Verbraucherschützer: "Live-Shopping" macht echte Schnäppchen möglich
Beim "Live-Shopping" im Internet gibt es Produkte immer nur kurz und in begrenzter Zahl. Die Betreiber werben oft mit "Superpreisen" und tatsächlich können die Nutzer häufig echte Schnäppchen machen, meint die Verbraucherzentrale Nordrhein-Westfalen.

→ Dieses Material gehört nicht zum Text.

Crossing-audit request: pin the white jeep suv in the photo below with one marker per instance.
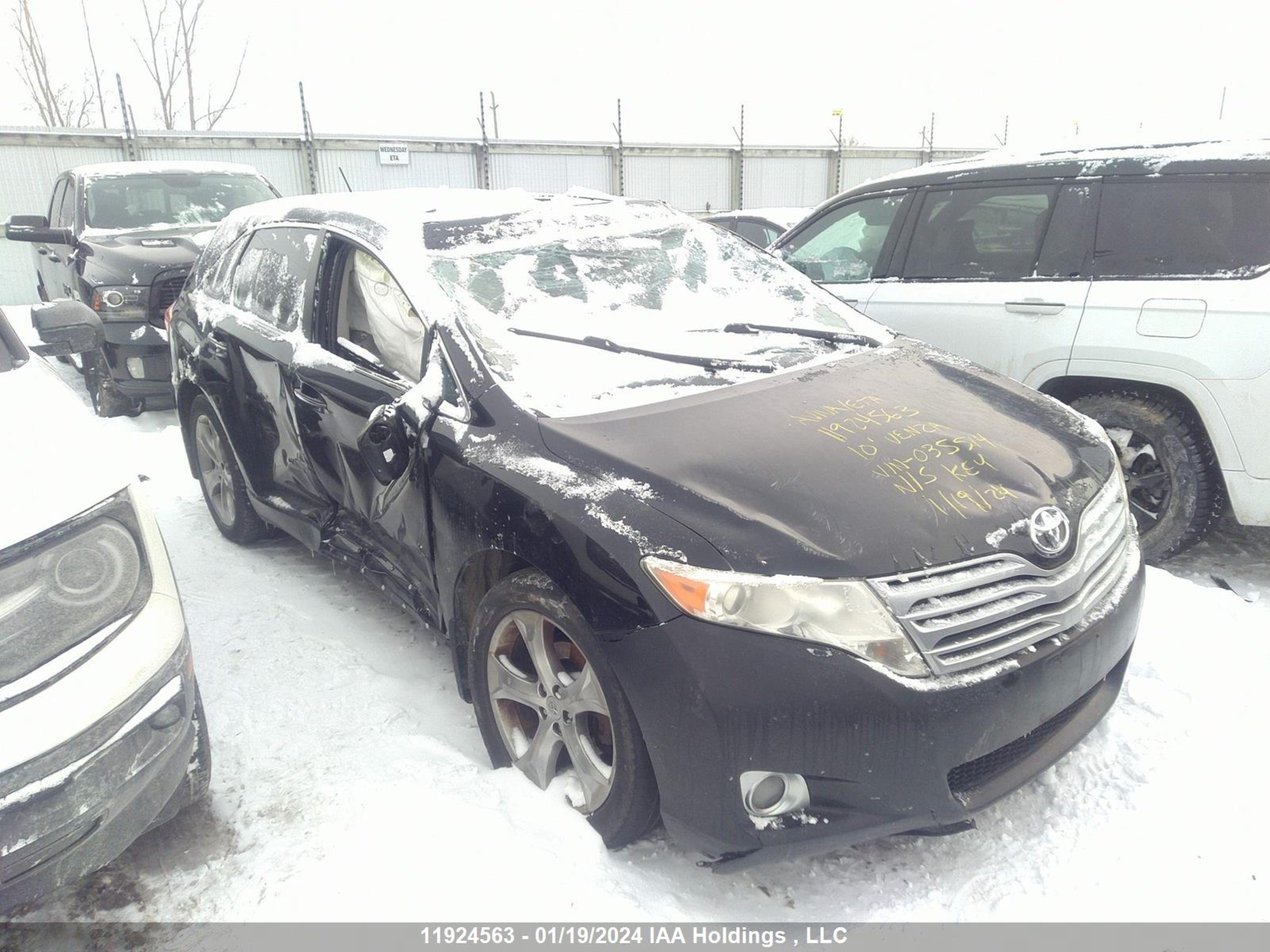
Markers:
(1128, 282)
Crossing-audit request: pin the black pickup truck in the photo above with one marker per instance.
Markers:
(121, 238)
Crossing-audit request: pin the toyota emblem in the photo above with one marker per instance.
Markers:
(1049, 530)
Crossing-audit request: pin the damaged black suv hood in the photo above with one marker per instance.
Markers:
(882, 463)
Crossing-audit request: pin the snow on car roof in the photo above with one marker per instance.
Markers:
(102, 171)
(406, 210)
(575, 266)
(1097, 160)
(785, 217)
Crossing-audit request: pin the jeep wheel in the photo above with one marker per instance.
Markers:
(1172, 475)
(106, 398)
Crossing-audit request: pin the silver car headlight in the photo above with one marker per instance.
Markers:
(840, 614)
(58, 592)
(121, 303)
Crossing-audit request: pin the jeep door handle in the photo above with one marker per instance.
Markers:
(308, 395)
(1034, 306)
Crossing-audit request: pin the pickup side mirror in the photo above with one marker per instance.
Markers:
(67, 328)
(383, 445)
(35, 228)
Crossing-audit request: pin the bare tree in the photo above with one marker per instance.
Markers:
(56, 105)
(163, 61)
(92, 54)
(169, 58)
(189, 12)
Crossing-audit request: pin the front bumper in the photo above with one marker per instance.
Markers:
(98, 752)
(878, 750)
(146, 343)
(81, 805)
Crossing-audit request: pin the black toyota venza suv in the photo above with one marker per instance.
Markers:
(705, 541)
(121, 238)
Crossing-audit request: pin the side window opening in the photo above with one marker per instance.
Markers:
(272, 278)
(55, 203)
(1070, 236)
(65, 216)
(848, 244)
(217, 281)
(1218, 226)
(368, 317)
(979, 234)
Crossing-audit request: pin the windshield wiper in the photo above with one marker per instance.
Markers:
(710, 363)
(837, 337)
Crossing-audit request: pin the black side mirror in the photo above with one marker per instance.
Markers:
(67, 328)
(35, 228)
(383, 445)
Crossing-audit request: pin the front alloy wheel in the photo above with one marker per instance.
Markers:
(549, 706)
(224, 488)
(213, 470)
(549, 702)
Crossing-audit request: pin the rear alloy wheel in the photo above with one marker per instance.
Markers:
(106, 397)
(220, 479)
(549, 704)
(1172, 476)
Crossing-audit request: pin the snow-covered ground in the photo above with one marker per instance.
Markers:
(351, 782)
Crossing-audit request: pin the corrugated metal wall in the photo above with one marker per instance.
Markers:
(787, 181)
(26, 187)
(691, 178)
(858, 169)
(552, 173)
(693, 182)
(365, 173)
(285, 168)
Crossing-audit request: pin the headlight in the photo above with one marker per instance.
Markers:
(56, 595)
(124, 303)
(841, 614)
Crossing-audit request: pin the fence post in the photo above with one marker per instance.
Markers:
(619, 173)
(306, 144)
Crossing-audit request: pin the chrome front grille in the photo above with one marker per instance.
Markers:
(973, 612)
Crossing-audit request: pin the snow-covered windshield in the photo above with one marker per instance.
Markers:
(630, 277)
(124, 202)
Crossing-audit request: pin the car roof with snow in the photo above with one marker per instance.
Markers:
(101, 171)
(1211, 157)
(785, 217)
(373, 216)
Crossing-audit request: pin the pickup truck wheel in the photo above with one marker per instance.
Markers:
(220, 478)
(549, 702)
(1172, 475)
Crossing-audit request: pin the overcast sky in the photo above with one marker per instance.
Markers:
(1121, 70)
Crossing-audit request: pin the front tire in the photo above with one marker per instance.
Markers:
(1172, 475)
(549, 702)
(220, 478)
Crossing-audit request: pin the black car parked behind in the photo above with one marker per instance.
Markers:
(702, 537)
(121, 238)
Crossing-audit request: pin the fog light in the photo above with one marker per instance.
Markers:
(769, 794)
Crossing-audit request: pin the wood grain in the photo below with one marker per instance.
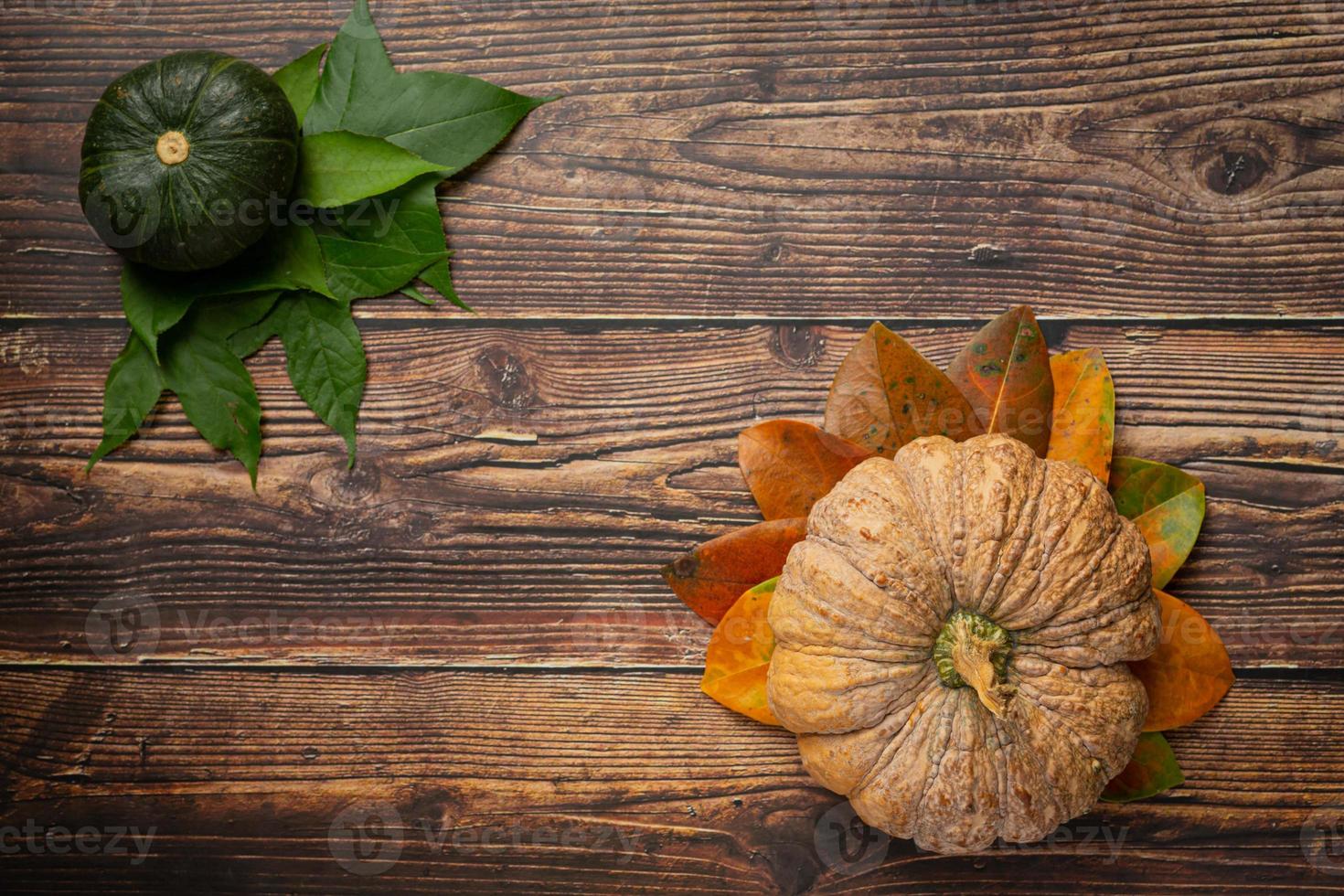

Beim "Live-Shopping" im Internet gibt es Produkte immer nur kurz und in begrenzter Zahl. Die Betreiber werben oft mit "Superpreisen" – und tatsächlich können die Nutzer häufig echte Schnäppchen machen, wie die Verbraucherzentrale Nordrhein-Westfalen jetzt durch Stichproben ermittelt hat.
Die Düsseldorfer Verbraucherschützer wählten bei zehn der Portale je zwei Produkte aus – durchweg technische Geräte vom Monitor bis zur Bierzapfanlage. Dann stöberten sie bei sechs Preissuchmaschinen nach billigeren Angeboten. Fündig wurden sie in lediglich einem der Fälle. Die 19 weiteren Produkte waren anderswo im Netz um durchschnittlich fast 21 Prozent teurer. Zu den untersuchten Live-Shopping-Portalen gehörten Alternate (ZackZack), Dealirio, Eltronics, Guut, Ibood, Myby (Mylight), Onedealoneday, Preisbock, Schutzgeld und Topvision24. Für den Test kamen die Preissuchmaschinen Billiger.de, Evendi, Guenstiger.de, Idealo, Kelkoo und Preissuchmaschine.de zum Einsatz.
Der Haken sei aber, meinen die Verbraucherschützer, dass sich die Live-Shopping-Portale nicht zur gezielten Suche nach Schnäppchen eignen. Denn die Anbieter verraten immer nur spontan, welches Produkt im Angebot ist. Hinzu kommt der Verbraucherzentrale zufolge, dass die Kurzfrist-Schnäppchen zu Spontankäufen von Dingen verleiten können, die sich der Verbraucher ansonsten gespart hätte.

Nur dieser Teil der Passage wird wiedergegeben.